Both of them were drenched and shivering, and the breeze was cold.
“Come along over to my camp. Fire there,” said Tom. “We’ll put your canoe safe first.”
They pulled the canoe high and dry, rescuing a shot-gun that was tied in it, and then the two boys took up the heavy pack and started across the ridge to the old barn.
The fire was still smoldering, and Tom built it up to a roaring flame. He hastened to change his wet clothes for dry ones; but Charlie, who had no other clothes, merely stood in the heat until he steamed like a kettle, finally becoming passably dry. He said there was tea in his pack, however, and Tom hastened to get it out. There was a little sugar, too; and they hastened to boil the tea, and drank great mugs of the hot, strong, sweet beverage, the first hot drink Tom had had for several days.
As Charlie thawed out he explained that he belonged to an Ojibway village north of Oakley, but he had been trapping far in the northwest with two friends all winter. They had taken another route home; he was returning this way alone with his fur pack, and after selling the plunder he was going to spend the summer at his village. The boy had been partly educated at a mission station. He spoke both English and French in some fashion, frequently mixing them, and when excited he combined them with his native tongue in a manner that would have shattered the nerves of a philologist.
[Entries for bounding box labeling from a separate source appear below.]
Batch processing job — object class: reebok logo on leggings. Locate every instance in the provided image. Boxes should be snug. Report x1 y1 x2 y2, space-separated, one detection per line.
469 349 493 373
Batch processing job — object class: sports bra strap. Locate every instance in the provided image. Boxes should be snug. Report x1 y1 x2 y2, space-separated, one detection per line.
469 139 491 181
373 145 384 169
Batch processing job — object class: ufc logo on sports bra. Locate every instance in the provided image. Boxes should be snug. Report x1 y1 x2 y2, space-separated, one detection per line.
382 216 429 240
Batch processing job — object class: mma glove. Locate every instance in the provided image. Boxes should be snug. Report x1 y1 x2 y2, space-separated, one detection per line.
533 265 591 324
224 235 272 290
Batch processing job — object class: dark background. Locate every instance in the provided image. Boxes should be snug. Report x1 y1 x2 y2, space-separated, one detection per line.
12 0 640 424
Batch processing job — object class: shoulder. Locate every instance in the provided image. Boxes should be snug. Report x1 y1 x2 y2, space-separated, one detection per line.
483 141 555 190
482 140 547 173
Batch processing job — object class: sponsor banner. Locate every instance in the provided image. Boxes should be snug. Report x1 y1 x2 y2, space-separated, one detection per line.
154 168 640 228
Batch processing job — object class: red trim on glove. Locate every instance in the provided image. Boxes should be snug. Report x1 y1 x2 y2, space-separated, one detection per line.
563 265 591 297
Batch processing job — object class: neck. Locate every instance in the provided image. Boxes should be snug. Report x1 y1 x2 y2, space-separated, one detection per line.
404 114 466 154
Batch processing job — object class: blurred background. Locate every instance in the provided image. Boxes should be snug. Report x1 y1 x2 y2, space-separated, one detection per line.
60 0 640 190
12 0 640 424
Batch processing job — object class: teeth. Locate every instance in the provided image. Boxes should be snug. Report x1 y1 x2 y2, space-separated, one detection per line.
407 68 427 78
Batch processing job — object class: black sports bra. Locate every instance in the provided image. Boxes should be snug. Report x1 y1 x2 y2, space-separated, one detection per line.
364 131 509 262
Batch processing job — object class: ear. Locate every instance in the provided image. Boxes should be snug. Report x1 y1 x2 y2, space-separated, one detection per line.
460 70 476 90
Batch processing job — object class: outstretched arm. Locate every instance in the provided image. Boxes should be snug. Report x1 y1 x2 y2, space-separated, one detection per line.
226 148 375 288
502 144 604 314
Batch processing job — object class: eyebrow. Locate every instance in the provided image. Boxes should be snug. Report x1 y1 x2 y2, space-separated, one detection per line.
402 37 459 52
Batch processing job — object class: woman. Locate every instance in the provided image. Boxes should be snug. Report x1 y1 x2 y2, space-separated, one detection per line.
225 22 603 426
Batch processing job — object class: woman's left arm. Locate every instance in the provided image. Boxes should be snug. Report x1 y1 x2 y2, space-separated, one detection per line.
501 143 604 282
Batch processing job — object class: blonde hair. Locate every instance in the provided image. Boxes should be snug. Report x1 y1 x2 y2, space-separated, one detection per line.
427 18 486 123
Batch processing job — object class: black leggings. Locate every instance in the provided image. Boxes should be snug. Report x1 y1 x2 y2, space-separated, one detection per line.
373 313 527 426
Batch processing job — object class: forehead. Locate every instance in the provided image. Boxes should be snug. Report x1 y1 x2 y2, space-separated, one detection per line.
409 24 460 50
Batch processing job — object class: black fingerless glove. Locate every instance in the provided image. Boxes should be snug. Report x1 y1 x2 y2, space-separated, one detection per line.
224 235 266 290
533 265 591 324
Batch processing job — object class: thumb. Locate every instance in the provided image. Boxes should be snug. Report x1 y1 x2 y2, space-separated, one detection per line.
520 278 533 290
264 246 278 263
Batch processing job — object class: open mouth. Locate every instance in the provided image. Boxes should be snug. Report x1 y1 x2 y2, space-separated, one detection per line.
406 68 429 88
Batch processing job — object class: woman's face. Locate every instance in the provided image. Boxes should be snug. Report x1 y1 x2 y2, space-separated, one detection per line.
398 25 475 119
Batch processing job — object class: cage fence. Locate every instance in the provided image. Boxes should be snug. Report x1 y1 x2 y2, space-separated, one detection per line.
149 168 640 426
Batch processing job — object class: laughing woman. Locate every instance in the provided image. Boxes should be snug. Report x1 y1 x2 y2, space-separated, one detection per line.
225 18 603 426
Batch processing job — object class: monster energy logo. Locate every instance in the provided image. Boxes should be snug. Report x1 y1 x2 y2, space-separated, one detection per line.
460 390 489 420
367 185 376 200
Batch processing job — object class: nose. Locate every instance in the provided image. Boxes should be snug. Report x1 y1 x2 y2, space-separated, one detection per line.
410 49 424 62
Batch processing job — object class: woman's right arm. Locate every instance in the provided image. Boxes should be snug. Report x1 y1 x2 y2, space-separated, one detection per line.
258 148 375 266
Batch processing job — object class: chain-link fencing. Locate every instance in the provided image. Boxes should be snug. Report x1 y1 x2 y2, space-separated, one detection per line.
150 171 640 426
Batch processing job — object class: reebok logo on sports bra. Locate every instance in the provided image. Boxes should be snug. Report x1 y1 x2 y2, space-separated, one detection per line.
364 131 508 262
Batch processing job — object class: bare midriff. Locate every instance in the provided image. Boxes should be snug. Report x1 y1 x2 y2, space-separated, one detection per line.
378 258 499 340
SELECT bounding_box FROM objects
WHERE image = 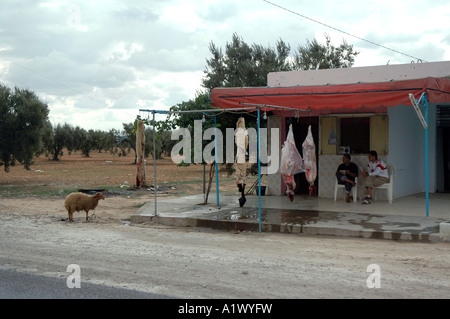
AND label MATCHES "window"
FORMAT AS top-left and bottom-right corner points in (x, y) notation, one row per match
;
(340, 117), (370, 154)
(320, 114), (389, 155)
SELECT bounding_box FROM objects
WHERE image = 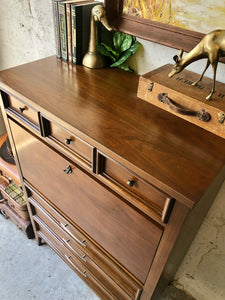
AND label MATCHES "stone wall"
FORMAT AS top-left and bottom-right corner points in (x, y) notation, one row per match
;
(0, 0), (225, 300)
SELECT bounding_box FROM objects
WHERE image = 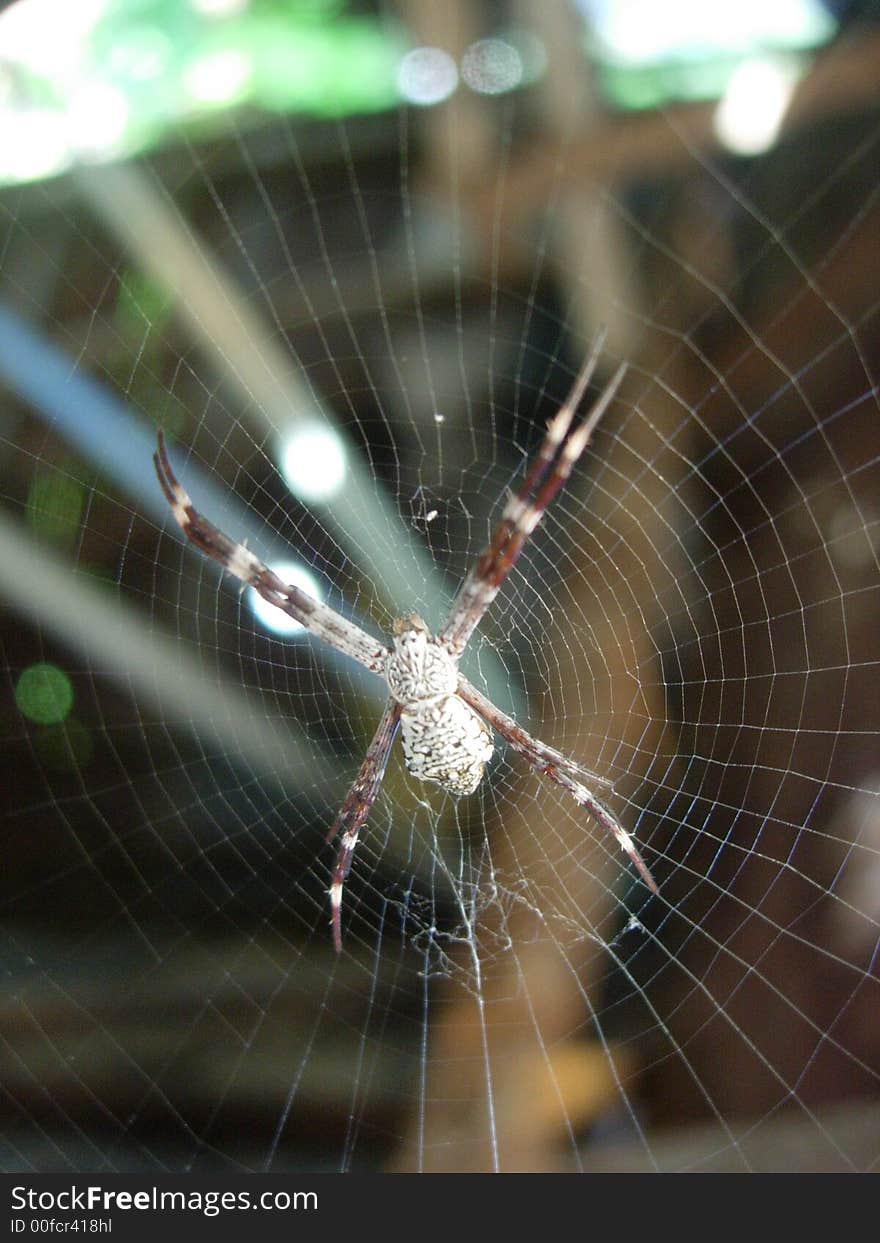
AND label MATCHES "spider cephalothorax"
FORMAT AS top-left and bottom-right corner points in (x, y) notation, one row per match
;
(154, 341), (656, 951)
(385, 613), (495, 794)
He presently opened up his pack of furs, and Tom was astonished at the showing. There were nearly fifty minks, scores of muskrats, besides skunks, sables, foxes, fishers, and weasels. Altogether there must have been upward of a thousand dollars’ worth of peltry, and all the skins were taken off, cured, and stretched with a neatness that showed the boy an expert at his craft. There were several deer hides also, and one bearskin. Charlie told a great tale of how they had smoked the bear out of his winter nest.
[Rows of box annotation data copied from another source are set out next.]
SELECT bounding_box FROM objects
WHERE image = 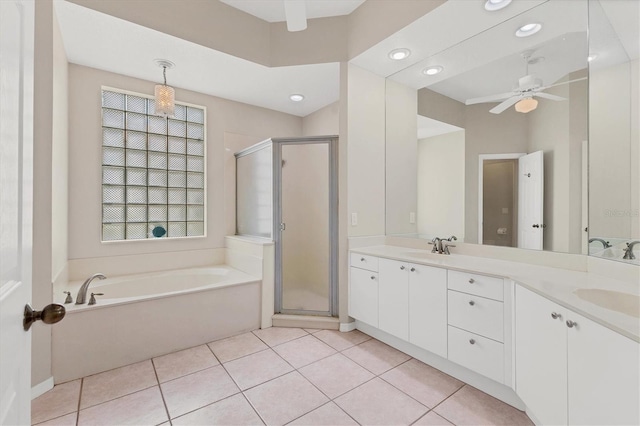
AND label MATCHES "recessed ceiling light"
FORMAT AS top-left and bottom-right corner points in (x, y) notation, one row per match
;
(516, 23), (542, 37)
(484, 0), (511, 12)
(389, 47), (411, 61)
(422, 65), (444, 75)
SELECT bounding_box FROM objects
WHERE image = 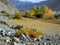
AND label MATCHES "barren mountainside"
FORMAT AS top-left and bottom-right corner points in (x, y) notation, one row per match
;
(0, 0), (17, 14)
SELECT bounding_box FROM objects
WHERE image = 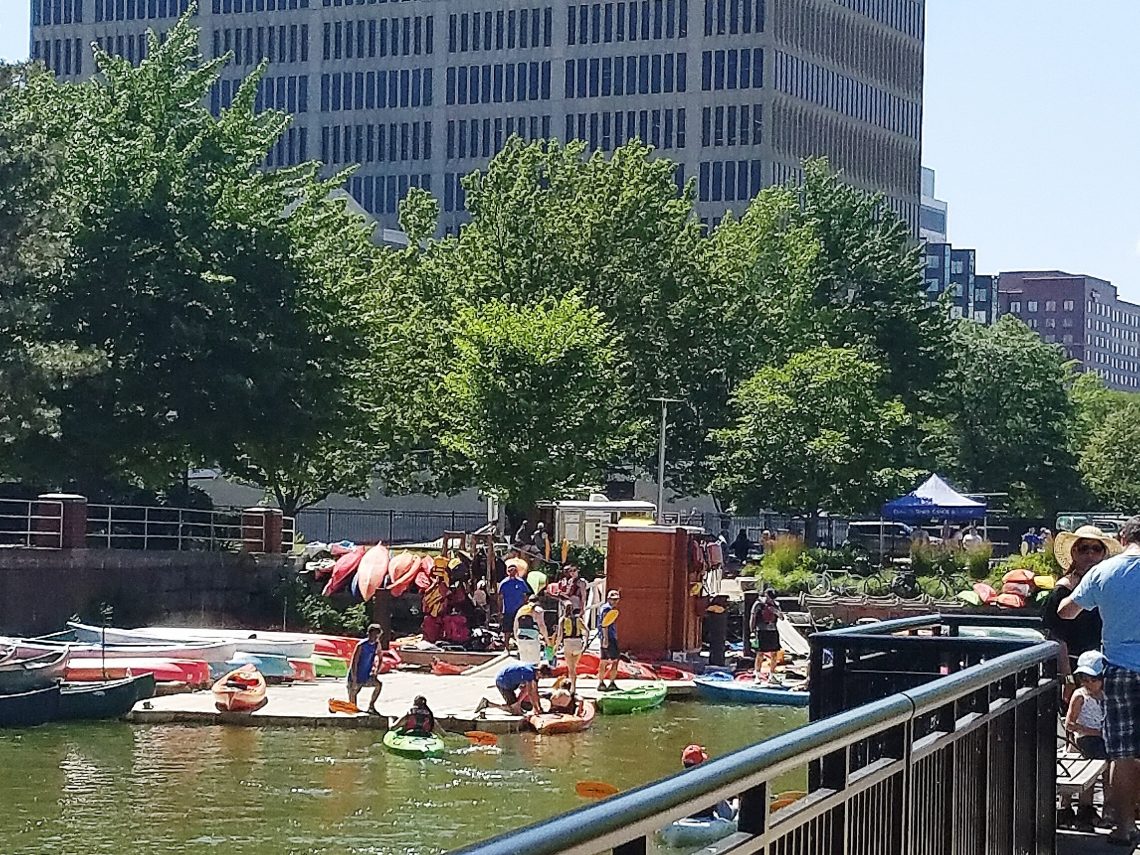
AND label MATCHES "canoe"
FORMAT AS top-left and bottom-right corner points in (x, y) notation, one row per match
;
(693, 671), (811, 707)
(212, 665), (269, 713)
(657, 817), (736, 849)
(309, 654), (349, 677)
(357, 544), (391, 602)
(64, 656), (213, 689)
(0, 650), (70, 694)
(527, 700), (597, 735)
(14, 638), (237, 662)
(0, 684), (59, 727)
(597, 683), (665, 716)
(211, 653), (294, 683)
(59, 674), (155, 722)
(384, 731), (447, 760)
(67, 620), (315, 659)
“You trap, too,” he said, his eye lighting on Tom’s single mink skin. “Good pelt, if it ain’t shot. Too bad. Ain’t stretched right neither. You git mebbe seven dollar.”
“More than that,” said Tom. “Look here, you want to trade? I’ll swap you that pelt for some of your traps and grub and—what else you got?”
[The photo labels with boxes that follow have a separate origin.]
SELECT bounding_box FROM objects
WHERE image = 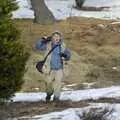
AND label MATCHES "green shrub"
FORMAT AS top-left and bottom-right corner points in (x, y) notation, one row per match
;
(0, 0), (28, 100)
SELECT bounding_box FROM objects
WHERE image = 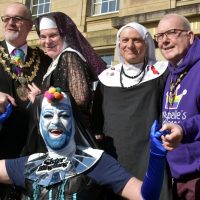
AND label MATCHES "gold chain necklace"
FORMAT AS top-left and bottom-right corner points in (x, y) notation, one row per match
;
(169, 70), (188, 106)
(0, 46), (40, 101)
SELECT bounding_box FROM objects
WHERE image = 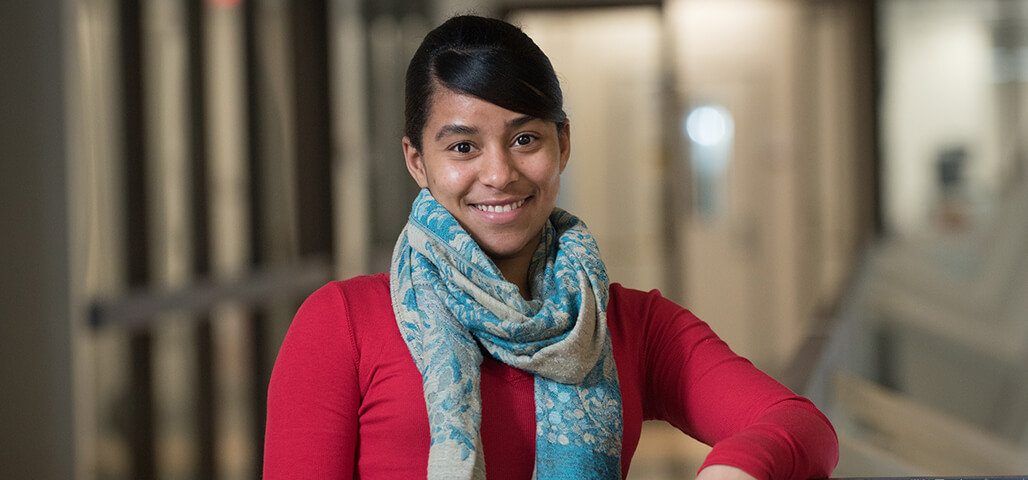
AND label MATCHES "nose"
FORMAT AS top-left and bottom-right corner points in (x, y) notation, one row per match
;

“Dunno,” said Charlie cunningly. “What you want?”
The boys plunged into a war of bargaining, in which the Indian patience wore out the white nerve. In the end Tom secured four good steel traps, a little tea and sugar and flour from the remains of Charlie’s provisions, and a box of matches, in exchange for the mink and the muskrat skin, an old pair of trousers, and a brilliant red and green necktie which irresistibly took Charlie’s fancy.